Building Automation for Fraud Detection Using OpenSearch and Terraform

Organizations that interface with online payments are continuously monitoring and guarding against fraudulent activity. Transactional fraud usually presents itself as discrete data points, making it challenging to identify multiple actors involved in the same group of transactions. Even a single actor operating over a period of time can be hard to detect. Visibility is key to prevent fraud incidents from occurring and to give meaningful knowledge of the activities within your environment to data, security, and operations engineers.

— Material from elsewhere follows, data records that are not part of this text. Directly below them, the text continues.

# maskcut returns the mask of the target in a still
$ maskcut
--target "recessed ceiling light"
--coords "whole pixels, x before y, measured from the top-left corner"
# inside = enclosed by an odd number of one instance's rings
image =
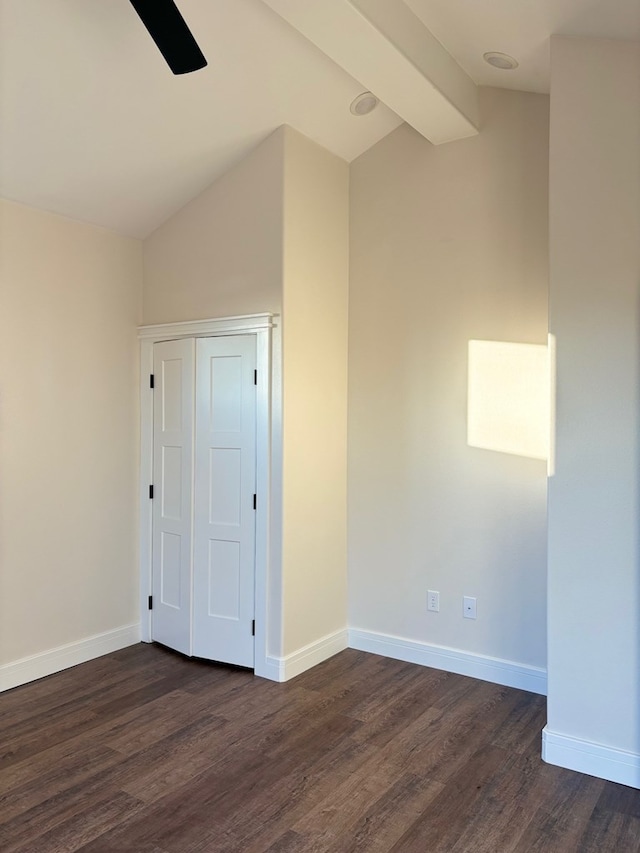
[[[363,92],[351,101],[349,109],[354,116],[366,116],[378,106],[378,99],[371,92]]]
[[[513,71],[514,68],[518,67],[518,60],[514,59],[513,56],[509,56],[508,53],[498,53],[495,50],[491,50],[488,53],[483,53],[482,58],[489,65],[493,65],[494,68],[500,68],[502,71]]]

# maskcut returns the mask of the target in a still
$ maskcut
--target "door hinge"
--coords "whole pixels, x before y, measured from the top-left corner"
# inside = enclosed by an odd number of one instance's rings
[[[257,370],[253,371],[253,384],[254,385],[258,384],[258,371]]]
[[[254,495],[253,496],[253,508],[256,509],[257,506],[258,506],[258,496]]]
[[[149,610],[153,610],[153,596],[149,596]]]
[[[153,486],[149,486],[149,500],[153,500]]]
[[[251,622],[251,636],[255,637],[255,635],[256,635],[256,620],[254,619]]]
[[[155,379],[153,373],[149,374],[149,388],[155,388]]]

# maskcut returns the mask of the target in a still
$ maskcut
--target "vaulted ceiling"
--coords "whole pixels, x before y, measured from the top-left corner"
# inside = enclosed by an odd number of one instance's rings
[[[402,120],[446,142],[477,84],[548,90],[551,33],[640,40],[638,0],[177,2],[209,61],[180,77],[128,0],[0,0],[2,196],[145,236],[281,124],[348,161]]]

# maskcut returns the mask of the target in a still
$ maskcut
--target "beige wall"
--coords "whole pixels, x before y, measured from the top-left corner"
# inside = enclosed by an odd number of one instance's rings
[[[275,656],[346,627],[348,175],[343,160],[281,127],[144,244],[145,323],[282,315]]]
[[[349,167],[285,129],[283,653],[347,624]]]
[[[548,729],[640,786],[640,45],[554,39],[551,72]]]
[[[1,202],[0,664],[139,621],[136,240]]]
[[[144,241],[144,323],[282,313],[285,128],[274,131]],[[275,335],[280,335],[278,319]],[[281,517],[279,354],[274,347],[272,512]],[[273,517],[273,516],[272,516]],[[267,650],[282,648],[281,530],[272,524]]]
[[[548,98],[481,108],[351,166],[349,624],[544,667],[546,467],[468,447],[466,392],[470,339],[546,343]]]
[[[283,132],[145,240],[144,323],[280,313]]]

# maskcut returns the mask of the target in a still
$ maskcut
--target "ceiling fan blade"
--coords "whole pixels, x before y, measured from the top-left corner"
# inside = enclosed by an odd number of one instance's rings
[[[207,60],[173,0],[130,0],[174,74],[204,68]]]

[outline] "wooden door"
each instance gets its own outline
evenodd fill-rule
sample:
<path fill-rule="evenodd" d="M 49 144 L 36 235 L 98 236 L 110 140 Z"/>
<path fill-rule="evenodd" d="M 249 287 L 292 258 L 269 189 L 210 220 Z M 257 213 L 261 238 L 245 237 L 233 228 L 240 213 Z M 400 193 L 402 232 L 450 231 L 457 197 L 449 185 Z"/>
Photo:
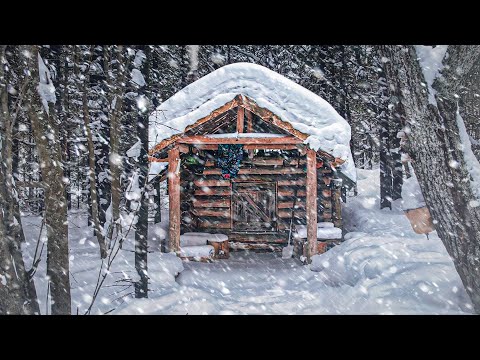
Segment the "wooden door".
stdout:
<path fill-rule="evenodd" d="M 233 183 L 232 230 L 242 232 L 277 231 L 275 183 Z"/>

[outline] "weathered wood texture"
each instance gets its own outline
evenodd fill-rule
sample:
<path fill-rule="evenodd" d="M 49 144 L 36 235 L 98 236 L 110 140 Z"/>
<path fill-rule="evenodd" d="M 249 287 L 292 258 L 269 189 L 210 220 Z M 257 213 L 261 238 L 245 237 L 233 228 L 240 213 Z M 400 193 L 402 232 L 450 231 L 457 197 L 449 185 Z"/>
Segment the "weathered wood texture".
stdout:
<path fill-rule="evenodd" d="M 190 213 L 193 220 L 191 222 L 193 228 L 184 227 L 182 223 L 182 232 L 195 230 L 219 232 L 229 234 L 230 237 L 234 236 L 235 239 L 237 239 L 236 241 L 240 241 L 240 238 L 245 239 L 246 242 L 251 242 L 252 240 L 255 242 L 255 239 L 259 239 L 257 242 L 262 242 L 267 239 L 267 241 L 274 243 L 276 241 L 274 237 L 277 235 L 273 238 L 262 238 L 261 234 L 259 234 L 261 231 L 256 231 L 255 234 L 247 236 L 245 235 L 247 229 L 232 228 L 234 220 L 232 218 L 232 211 L 235 213 L 236 207 L 239 207 L 243 202 L 242 199 L 238 199 L 232 203 L 232 199 L 238 197 L 238 194 L 232 194 L 232 186 L 237 187 L 239 184 L 247 182 L 251 183 L 249 186 L 251 186 L 252 189 L 255 189 L 261 187 L 260 184 L 272 183 L 276 184 L 276 217 L 268 215 L 268 219 L 265 222 L 269 223 L 269 221 L 273 220 L 276 226 L 274 232 L 282 234 L 280 238 L 277 236 L 277 240 L 280 239 L 281 242 L 286 243 L 287 239 L 284 235 L 288 233 L 288 229 L 290 228 L 292 216 L 291 207 L 293 206 L 295 197 L 296 209 L 293 224 L 307 223 L 307 213 L 305 211 L 307 196 L 306 162 L 306 156 L 295 159 L 286 155 L 283 157 L 258 155 L 250 159 L 250 161 L 247 159 L 242 161 L 241 170 L 244 171 L 240 171 L 240 175 L 233 181 L 230 181 L 220 177 L 220 169 L 214 167 L 212 160 L 207 161 L 207 168 L 203 175 L 194 175 L 193 180 L 191 180 L 194 189 L 192 194 L 193 198 L 191 199 L 192 211 Z M 318 179 L 317 190 L 313 193 L 318 196 L 317 206 L 315 208 L 317 211 L 317 219 L 318 221 L 332 221 L 333 197 L 330 183 L 333 182 L 330 180 L 324 181 L 323 179 L 326 177 L 330 179 L 333 174 L 331 169 L 323 166 L 320 167 L 316 173 Z M 275 193 L 275 191 L 273 192 Z M 252 191 L 252 193 L 254 193 L 254 191 Z M 247 190 L 244 195 L 248 194 L 249 191 Z M 182 203 L 188 201 L 188 199 L 186 199 L 187 196 L 189 196 L 187 192 L 182 192 Z M 256 195 L 252 196 L 255 197 Z M 263 200 L 265 200 L 266 203 L 269 202 L 268 198 L 262 201 L 257 200 L 259 202 L 263 202 Z M 254 203 L 256 203 L 256 201 L 254 201 Z M 258 212 L 259 210 L 251 205 L 248 206 L 251 208 L 248 210 L 250 212 Z M 243 209 L 247 211 L 247 209 Z M 257 215 L 260 221 L 265 220 L 262 220 L 261 214 Z M 265 232 L 272 229 L 261 230 Z M 240 232 L 240 234 L 236 234 L 236 231 Z"/>
<path fill-rule="evenodd" d="M 245 127 L 245 109 L 241 106 L 237 109 L 237 132 L 243 133 Z"/>
<path fill-rule="evenodd" d="M 181 137 L 177 140 L 179 144 L 194 144 L 194 145 L 208 145 L 208 144 L 244 144 L 244 145 L 275 145 L 275 144 L 303 144 L 303 140 L 297 139 L 294 136 L 282 137 L 208 137 L 202 135 L 193 135 Z"/>
<path fill-rule="evenodd" d="M 180 152 L 174 147 L 168 152 L 169 251 L 180 250 Z"/>
<path fill-rule="evenodd" d="M 277 231 L 275 183 L 235 183 L 232 191 L 233 231 Z"/>
<path fill-rule="evenodd" d="M 317 161 L 315 151 L 307 150 L 307 261 L 317 253 Z"/>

Understanding the connections between individual data points can reduce the time for customers to detect and prevent fraud. You can use a graph database to store transaction information along with the relationships between individual data points. Analyzing those relationships through a graph database can uncover patterns difficult to identify with relational tables. Fraud graphs enable customers to find common patterns between transactions, such as phone numbers, locations, and origin and destination accounts. Additionally, combining fraud graphs with full text search provides additional benefits as it can simplify analysis and integration with existing applications.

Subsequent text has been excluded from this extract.